Father Knows Best
‘The idea that one’s sex is a feeling, not a fact, has permeated our culture and is leaving casualties in its wake.’ Dr. Paul McHugh
In families torn apart by gay and transgender-identified youth, the father’s voice is rarely heard.
In his silence, mother goes into overdrive to defend her LGBT child while father looks on sadly, blankly, disengaged by shame and guilt.
Beneath his mutterings lie a muted roar, a yearning to give form and order to the disordered life for which he still possesses vision. He knows his daughter is neither a lesbian nor a man trapped in a woman’s body; she is his beloved girl whose gender fracturing is a cry for his confirmation, comfort, and, yes, correction.
In order to secure a whole gender self, every child on the planet needs a father who is salient: equal parts strength and sensitivity. Such fathers impart ballast to kids.

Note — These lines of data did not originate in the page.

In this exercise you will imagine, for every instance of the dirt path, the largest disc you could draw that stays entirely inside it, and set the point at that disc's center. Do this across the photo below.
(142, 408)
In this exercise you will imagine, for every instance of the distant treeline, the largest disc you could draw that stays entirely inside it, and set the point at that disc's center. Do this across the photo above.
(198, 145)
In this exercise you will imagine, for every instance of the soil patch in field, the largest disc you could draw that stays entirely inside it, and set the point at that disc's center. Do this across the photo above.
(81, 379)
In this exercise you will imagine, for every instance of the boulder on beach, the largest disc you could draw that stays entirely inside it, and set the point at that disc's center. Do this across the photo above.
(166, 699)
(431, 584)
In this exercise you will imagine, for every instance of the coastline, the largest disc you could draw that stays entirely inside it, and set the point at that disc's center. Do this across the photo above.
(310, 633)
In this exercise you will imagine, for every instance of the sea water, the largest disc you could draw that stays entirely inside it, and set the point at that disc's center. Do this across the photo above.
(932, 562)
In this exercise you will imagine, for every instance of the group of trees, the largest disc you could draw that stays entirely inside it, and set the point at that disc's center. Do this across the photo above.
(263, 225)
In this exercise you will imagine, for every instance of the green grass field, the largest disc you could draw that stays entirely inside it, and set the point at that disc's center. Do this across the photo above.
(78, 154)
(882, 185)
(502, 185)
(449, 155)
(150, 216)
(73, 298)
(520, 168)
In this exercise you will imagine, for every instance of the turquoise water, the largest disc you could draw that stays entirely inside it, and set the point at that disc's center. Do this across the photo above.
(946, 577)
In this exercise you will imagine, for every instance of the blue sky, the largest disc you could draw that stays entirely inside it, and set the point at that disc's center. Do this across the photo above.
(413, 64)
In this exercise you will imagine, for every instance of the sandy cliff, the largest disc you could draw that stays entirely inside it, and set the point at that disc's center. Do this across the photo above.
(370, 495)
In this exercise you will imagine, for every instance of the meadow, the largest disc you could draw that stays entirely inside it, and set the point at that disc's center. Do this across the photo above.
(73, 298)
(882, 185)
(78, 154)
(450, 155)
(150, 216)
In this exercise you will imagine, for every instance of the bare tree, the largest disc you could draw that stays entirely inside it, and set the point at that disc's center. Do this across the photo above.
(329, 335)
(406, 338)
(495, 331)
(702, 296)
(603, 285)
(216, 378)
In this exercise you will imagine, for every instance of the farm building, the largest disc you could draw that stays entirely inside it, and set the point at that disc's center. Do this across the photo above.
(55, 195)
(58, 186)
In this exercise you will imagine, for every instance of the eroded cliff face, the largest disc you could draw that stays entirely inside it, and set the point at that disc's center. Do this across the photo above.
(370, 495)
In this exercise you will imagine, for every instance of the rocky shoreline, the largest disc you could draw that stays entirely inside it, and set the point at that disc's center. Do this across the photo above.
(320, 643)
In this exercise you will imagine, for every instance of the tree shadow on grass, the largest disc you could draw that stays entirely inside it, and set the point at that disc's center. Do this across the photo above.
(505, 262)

Men who command kids’ respect while tuning into their emotional needs help children stay centered as they navigate the storm of a culture in chaos, sexually-speaking.
My four adult kids blessed me this Father’s Day with the following reflections (I give you snippets…): ‘In your faith, you modeled strength and rigor, combined with love and warmth…’ ‘Your counsel to me was firm and sensitive…’ ‘You were always intentional with us kids and you always stuck to your convictions…’ ‘Your faith was firm but you also entrusted us to Him. That enabled you to be generous to us even when we were far from the truth.’
We live in an age when kids are tossed about by waves of gender confusion: ‘I feel therefore I must be…’ Fathers, help your children rightfully navigate the myriad feelings they experience en route to wholeness.
Speak now fathers, your children are listening. You know best. Your silence invites fools to fill their ears.